←back to thread

146 points returningfory2 | 3 comments | | HN request time: 0s | source
Show context
packetlost ◴[] No.43645287[source]
I don't think it's actually "flattening" the enums discriminant spaces (though maybe it is). My guess is this is just 32-bit alignment requirement (ie. bytes 1:4 are padding) + sub-byte discriminant sizes. The surprising thing here is that the ordering of Outer's variants doesn't match the ordering as defined, instead having variant D's discriminant be 0 (0 << size_of::<Inner's discriminant>). size_of::<Inner> is actually 33 bits and size_of::<Outer> is 34 bits and then you just apply alignment requirements to each field. Actual size_of calls will account for alignment and padding, but the compiler knows the truth.

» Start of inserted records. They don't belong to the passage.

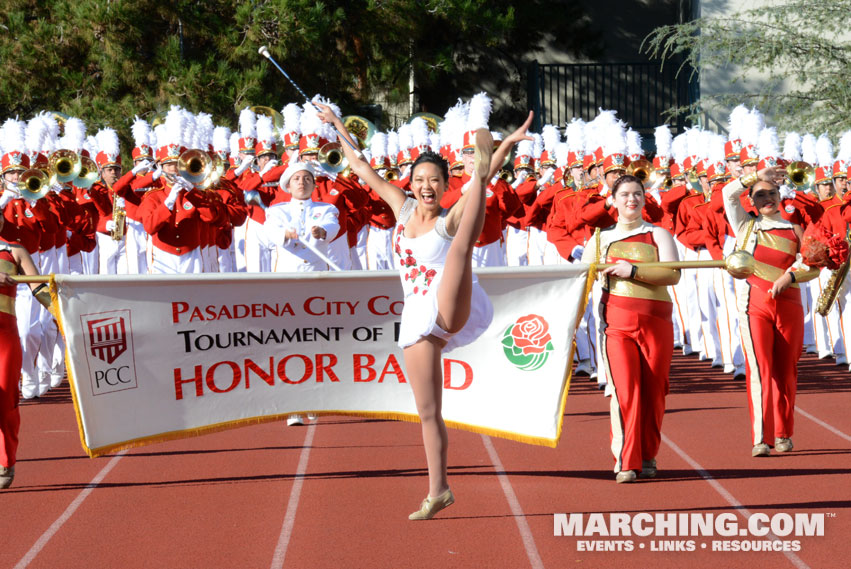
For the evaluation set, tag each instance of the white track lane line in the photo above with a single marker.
(744, 512)
(818, 421)
(514, 504)
(289, 518)
(69, 511)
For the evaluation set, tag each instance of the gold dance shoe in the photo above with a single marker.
(431, 506)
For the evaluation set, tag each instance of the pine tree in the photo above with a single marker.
(801, 47)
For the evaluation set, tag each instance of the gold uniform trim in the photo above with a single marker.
(8, 267)
(636, 289)
(768, 272)
(7, 304)
(778, 243)
(639, 252)
(632, 250)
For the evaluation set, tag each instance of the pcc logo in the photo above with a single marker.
(109, 351)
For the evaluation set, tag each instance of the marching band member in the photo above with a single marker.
(379, 243)
(297, 227)
(173, 210)
(233, 201)
(112, 252)
(501, 201)
(636, 330)
(827, 328)
(14, 260)
(770, 313)
(25, 222)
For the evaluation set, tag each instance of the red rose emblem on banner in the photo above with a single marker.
(531, 334)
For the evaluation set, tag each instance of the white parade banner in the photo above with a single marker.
(153, 358)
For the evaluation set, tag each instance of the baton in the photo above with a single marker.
(264, 51)
(320, 254)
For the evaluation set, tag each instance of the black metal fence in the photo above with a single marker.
(639, 92)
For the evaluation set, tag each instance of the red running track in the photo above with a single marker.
(260, 497)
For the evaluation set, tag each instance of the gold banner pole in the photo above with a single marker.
(740, 264)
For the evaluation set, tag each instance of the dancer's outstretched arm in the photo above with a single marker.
(391, 194)
(454, 216)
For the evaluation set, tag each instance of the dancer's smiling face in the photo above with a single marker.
(428, 184)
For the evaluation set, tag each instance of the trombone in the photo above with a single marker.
(34, 184)
(88, 174)
(641, 169)
(331, 158)
(801, 175)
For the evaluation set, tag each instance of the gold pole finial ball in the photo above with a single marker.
(740, 264)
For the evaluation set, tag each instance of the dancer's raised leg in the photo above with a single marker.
(422, 360)
(456, 284)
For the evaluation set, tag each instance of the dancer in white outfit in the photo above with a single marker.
(446, 305)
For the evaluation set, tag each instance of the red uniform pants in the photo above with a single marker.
(772, 338)
(638, 345)
(10, 375)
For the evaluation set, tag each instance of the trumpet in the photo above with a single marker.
(801, 175)
(33, 184)
(119, 219)
(506, 175)
(331, 158)
(641, 169)
(65, 165)
(196, 167)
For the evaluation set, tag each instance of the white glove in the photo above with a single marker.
(546, 178)
(243, 166)
(175, 191)
(253, 197)
(142, 167)
(7, 197)
(269, 165)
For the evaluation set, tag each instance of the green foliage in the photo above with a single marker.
(108, 60)
(802, 46)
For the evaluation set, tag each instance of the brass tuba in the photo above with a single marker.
(195, 166)
(33, 184)
(65, 165)
(641, 169)
(361, 128)
(331, 158)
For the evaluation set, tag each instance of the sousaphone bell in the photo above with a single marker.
(331, 158)
(65, 165)
(195, 166)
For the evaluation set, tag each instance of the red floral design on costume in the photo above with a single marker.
(406, 259)
(531, 334)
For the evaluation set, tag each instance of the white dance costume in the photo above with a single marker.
(421, 261)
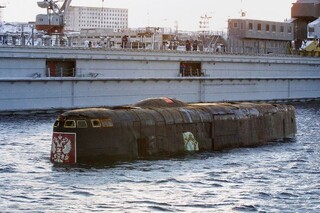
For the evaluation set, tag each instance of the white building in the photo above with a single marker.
(77, 18)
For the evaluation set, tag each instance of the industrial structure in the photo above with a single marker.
(304, 12)
(77, 18)
(256, 36)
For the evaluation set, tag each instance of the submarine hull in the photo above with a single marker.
(166, 127)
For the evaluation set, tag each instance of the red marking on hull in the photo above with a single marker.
(63, 148)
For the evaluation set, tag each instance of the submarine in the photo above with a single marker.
(159, 127)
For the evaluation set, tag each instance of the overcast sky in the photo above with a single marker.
(165, 13)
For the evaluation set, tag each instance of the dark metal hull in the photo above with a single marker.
(147, 131)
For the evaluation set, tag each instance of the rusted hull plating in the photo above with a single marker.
(146, 131)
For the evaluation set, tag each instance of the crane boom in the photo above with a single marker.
(53, 21)
(65, 5)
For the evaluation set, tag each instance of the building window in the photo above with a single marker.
(250, 26)
(259, 27)
(268, 28)
(281, 29)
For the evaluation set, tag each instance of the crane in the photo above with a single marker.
(53, 21)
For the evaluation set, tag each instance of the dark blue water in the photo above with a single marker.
(278, 177)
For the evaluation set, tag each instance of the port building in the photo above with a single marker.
(78, 18)
(259, 37)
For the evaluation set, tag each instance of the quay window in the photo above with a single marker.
(70, 124)
(259, 27)
(107, 122)
(82, 124)
(60, 68)
(190, 69)
(281, 29)
(96, 123)
(268, 28)
(235, 25)
(56, 123)
(250, 26)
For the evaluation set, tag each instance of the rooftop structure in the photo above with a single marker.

What's cool about this in general is nested match statements can be flattened into a jumplist (idk if rustc does this, but it's possible in theory).

replies(2): >>43646587 #>>43649004 #
LegionMammal978 ◴[] No.43649004[source]
> I don't think it's actually "flattening" the enums discriminant spaces (though maybe it is).

It is. One easy way to see this is with an Option<Option<bool>> [0]: if both options are Some, it takes the value 0 or 1 depending on the boolean; if the inner Option is None, it takes the value 2; and if the outer Option is None, it takes the value 3. And as you keep adding more Options, they take values 4, 5, 6, etc. to represent None, while still only taking up 1 byte.

[0] https://play.rust-lang.org/?version=stable&mode=debug&editio...

replies(1): >>43650162 #
packetlost ◴[] No.43650162[source]
I think that's just niche optimization. If you change from bool to a u8 it doesn't use the invalid bit pattern as a discriminant even though it could: https://play.rust-lang.org/?version=stable&mode=debug&editio...
replies(2): >>43650492 #>>43650496 #
1. LegionMammal978 ◴[] No.43650492[source]
What invalid bit pattern? A u8 can be anything from 0 to 255, so the Option necessarily has to put its discriminant into another byte. If you replace it with a NonZeroU8, then the compiler will duly use the forbidden 0 value for the first Option level, and a separate byte for all further levels.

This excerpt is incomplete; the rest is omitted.